The Waive of the Future? School Accountability in the Waiver Era

Issue/Topic: Accountability--Measures/Indicators; No Child Left Behind--Reauthorization Issues/Waivers
Author(s): Polikoff, Morgan; McEachin, Andrew; Wrabel, Stephani; Duque, Matthew
Organization(s): American Educational Research Association
Publication: Educational Researcher
Published On: 12/11/2013

Given Congress’s inaction in reauthorizing the Elementary and Secondary Education Act (ESEA), the U.S. Department of Education implemented a waiver program in 2012 to reduce the law’s burden on states. The waiver program provides states the opportunity to implement their own accountability systems, often substantially reducing the number of schools identified for intervention.

To evaluate ESEA waivers using four standards of practice regarding the appropriate use of assessment data established by the American Psychological Association (APA), American Education Research Association (AERA), and National Council on Measurement in Education (NCME), as well as the measurement and assessment literature: construct validity, reliability, fairness and transparency


Construct Validity
  • There are two main ways in which the identification of priority and focus schools in the waiver plans is superior in construct validity to the way schools were identified under the No Child Left Behind Act (NCLB):

    • The inclusion of non-test-based measures -- the most common non-state-test measure is some college/career ready indicator, but states also include attendance, test participation rates, educator effectiveness, school climate and opportunity to learn measures.
    • The use of test-based measures other than proficiency rates -- although no state uses achievement growth as its own criterion for identification, 20 states use a composite index that includes growth.These measures are much closer to identifying schools’ contributions to student learning than NCLB’s percent proficient.
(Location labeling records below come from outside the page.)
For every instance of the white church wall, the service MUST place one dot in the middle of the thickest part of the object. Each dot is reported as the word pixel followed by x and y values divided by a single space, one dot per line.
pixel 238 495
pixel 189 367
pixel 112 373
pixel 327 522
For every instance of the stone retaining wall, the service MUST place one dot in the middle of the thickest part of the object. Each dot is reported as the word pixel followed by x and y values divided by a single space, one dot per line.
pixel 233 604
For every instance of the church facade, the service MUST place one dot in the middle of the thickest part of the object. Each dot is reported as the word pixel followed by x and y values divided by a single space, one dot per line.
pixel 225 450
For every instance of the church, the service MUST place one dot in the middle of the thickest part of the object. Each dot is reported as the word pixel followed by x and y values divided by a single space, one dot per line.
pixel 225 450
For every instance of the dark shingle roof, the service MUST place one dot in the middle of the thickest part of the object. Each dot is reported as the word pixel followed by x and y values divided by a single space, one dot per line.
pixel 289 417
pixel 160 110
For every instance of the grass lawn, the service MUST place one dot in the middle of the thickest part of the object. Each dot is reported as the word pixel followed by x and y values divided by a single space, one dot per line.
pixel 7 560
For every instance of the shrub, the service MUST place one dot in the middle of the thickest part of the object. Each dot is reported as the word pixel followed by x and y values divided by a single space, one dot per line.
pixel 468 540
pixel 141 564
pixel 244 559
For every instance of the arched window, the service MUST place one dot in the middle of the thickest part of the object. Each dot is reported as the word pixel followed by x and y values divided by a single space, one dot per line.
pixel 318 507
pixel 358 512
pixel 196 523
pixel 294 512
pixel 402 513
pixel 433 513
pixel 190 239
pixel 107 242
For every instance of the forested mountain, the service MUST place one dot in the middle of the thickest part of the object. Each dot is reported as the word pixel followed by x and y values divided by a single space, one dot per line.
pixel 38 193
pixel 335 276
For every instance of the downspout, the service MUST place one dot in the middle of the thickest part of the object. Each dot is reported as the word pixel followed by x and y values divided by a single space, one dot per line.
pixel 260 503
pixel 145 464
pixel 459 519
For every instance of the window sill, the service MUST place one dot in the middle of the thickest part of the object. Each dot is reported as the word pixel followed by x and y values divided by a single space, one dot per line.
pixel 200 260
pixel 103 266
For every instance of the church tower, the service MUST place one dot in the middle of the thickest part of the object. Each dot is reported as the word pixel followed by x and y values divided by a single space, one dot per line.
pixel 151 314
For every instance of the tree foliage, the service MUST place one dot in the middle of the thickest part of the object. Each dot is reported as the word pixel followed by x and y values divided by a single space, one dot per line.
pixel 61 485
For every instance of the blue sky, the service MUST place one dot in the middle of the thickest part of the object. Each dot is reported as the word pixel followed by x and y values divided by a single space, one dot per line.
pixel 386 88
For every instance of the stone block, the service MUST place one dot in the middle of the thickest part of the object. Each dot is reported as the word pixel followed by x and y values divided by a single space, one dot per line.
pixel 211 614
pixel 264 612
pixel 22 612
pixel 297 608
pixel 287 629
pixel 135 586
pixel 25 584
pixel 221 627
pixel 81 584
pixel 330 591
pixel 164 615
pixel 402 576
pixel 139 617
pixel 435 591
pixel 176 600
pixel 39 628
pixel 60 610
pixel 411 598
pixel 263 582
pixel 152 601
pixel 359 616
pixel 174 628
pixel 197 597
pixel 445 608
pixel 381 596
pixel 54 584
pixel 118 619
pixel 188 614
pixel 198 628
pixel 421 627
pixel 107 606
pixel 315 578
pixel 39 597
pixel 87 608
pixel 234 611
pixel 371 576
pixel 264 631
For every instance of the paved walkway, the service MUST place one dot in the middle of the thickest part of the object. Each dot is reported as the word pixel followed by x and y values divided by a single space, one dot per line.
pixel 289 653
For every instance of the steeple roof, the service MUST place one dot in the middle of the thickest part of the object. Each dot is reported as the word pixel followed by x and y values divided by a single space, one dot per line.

  • Although these are promising signs, almost anything would have been an improvement over the construct validity of adequate yearly progress (AYP) classifications, which were based only on proficiency rates, or changes in proficiency rates, in math and English language arts (ELA). However, there are two main shortcomings with the construct validity of the proposed systems:

    • The Elementary and Secondary Education Act (ESEA) guidelines did not require states to include science assessment in their accountability systems; thus, most states are still using only mathematics and ELA to identify schools. Thus, there will still be strong incentives to focus on mathematics and ELA at the expense of nontested or low-stakes subjects.
    • Although some states include creative nontest measures in their indices, these rarely account for a substantial proportion of the total and are mainly for high schools.
  • AYP was highly reliable in identifying low-performing schools, because school-level proficiency rates are reliable across years.

  • There are several reasons to think that the waiver classifications will be less reliable than AYP:

    • Priority and focus classifications are based on a fixed percent of schools. This norm-referenced approach results in decreased reliability due to measurement error and imprecision around the cut.
    • The use of growth models in composite indices decreases reliability. With what is known about teacher-level measures of student growth, the year-to-year stability of school-level student growth measures is likely moderate at best. Although states could use multiple years of data for their accountability measures, only 12 states chose to do so, and some of these states used multiple years of data for their status measures only, which improves reliability marginally. Even with multiple years of data, composite indices that incorporate growth measures will be less stable than AYP.

  • The use of growth data comes with an important tradeoff: it enhances construct validity but decreases reliability. The most reliable systems will be those that rely on status measures of performance, such as those highlighted above as having weak construct validity. Among states with more construct valid measures, those using multiple years of data will have greater reliability.
  • The fairness of the waiver plans will likely be an improvement over the current AYP system; however, they will still suffer from similar biases against schools serving more students from historically low-performing subgroups because of the heavy reliance on status-based measures of achievement.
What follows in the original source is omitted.